Use according to any one of claims 1 to 17, which is in the range of μg / week, preferably 90-180 μg QW. 19. Use according to any one of claims 1-18, wherein the patient with chronic hepatitis C is infected with multiple HCV genotypes including type 1. 20. Use according to any one of claims 1 to 19, wherein the patient with chronic hepatitis C infection is infected with HCV genotype 2 and / or 3. 21. The use according to any one of claims 1 to 20, wherein the patient is a treatment naive patient. 22. To treat a patient with chronic hepatitis C infection and eradicate detectable HCV-RNA by a method comprising administering an effective amount of ribavirin together with an effective amount of PEGylated interferon-α. The use of both ribavirin and pegylated interferon-α for the manufacture of a pharmaceutical composition of claim 1, wherein a patient with chronic hepatitis C infection has two treatment periods: (1) about 400-1200 mg.
/ Day, preferably about 800-1200 mg / day of ribavirin and about 1.5 μg
/ Kg PEGylated interferon-α-2b twice a week for a first treatment period of at least about 4 weeks and (2) about 800-1200 mg / day ribavirin and about 1.0-1.5 μg / day. kg PEGylated interferon-α-2b
The use characterized in that is treated for a second treatment period of up to about 44 weeks, wherein is administered once a week. 23. To treat a patient having chronic hepatitis C infection and eradicate detectable HCV-RNA by a method comprising administering an effective amount of ribavirin together with an effective amount of PEGylated interferon-α. The use of both ribavirin and pegylated interferon-α for the manufacture of a pharmaceutical composition of claim 1, wherein a patient with chronic hepatitis C infection has two treatment periods: (1) about 400-1200 mg.

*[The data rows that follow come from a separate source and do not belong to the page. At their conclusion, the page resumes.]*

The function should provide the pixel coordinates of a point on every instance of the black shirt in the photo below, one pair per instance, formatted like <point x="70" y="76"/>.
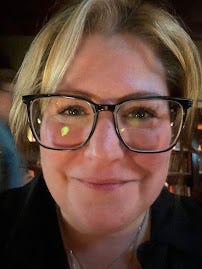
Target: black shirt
<point x="30" y="236"/>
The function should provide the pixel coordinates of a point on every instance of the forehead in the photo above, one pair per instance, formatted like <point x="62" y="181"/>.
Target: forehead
<point x="109" y="68"/>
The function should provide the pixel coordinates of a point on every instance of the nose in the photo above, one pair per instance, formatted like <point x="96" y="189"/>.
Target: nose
<point x="104" y="143"/>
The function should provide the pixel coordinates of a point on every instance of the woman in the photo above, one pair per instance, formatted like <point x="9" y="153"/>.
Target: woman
<point x="107" y="86"/>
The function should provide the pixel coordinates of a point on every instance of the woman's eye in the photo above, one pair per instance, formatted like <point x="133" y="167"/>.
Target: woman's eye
<point x="73" y="111"/>
<point x="140" y="114"/>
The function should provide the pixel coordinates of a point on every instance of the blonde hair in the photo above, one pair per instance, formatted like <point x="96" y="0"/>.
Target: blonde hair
<point x="53" y="49"/>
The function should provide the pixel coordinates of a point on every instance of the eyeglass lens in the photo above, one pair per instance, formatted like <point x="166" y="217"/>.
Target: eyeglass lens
<point x="143" y="125"/>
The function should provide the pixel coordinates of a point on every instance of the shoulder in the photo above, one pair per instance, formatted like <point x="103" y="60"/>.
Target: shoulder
<point x="12" y="205"/>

/ Day, preferably about 800-1200 mg / day of ribavirin and about 1.5 μg
/ Kg PEGylated interferon-alpha-2b twice a week for a first treatment period of at least about 4 weeks to about 12 weeks and (2) about 800-120.

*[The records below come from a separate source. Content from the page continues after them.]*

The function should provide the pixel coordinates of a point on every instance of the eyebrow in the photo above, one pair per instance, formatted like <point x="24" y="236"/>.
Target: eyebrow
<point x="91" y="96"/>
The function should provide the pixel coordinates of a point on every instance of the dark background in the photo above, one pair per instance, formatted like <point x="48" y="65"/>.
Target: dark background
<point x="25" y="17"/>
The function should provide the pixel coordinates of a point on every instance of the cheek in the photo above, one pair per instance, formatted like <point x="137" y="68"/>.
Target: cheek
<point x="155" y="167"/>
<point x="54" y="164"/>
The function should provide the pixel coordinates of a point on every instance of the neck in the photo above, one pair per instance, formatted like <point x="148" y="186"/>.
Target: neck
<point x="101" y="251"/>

0 mg / day ribavirin and about 0.5-1.5 μg / kg, preferably about 1.
Use, characterized by being treated for a second treatment period of about 36 to about 44 weeks with 0-1.5 μg / kg PEGylated interferon-α-2b administered once a week. 24. Use according to claim 22 or 23, wherein the patient with chronic hepatitis C infection is a treatment naive patient with HCV genotype 1, 2 or 3. 25. PEGylated interferon α-administered during the second treatment period.
24. The use according to claim 22 or 23, wherein the induction dose of 2b is 1.5 μg / kg.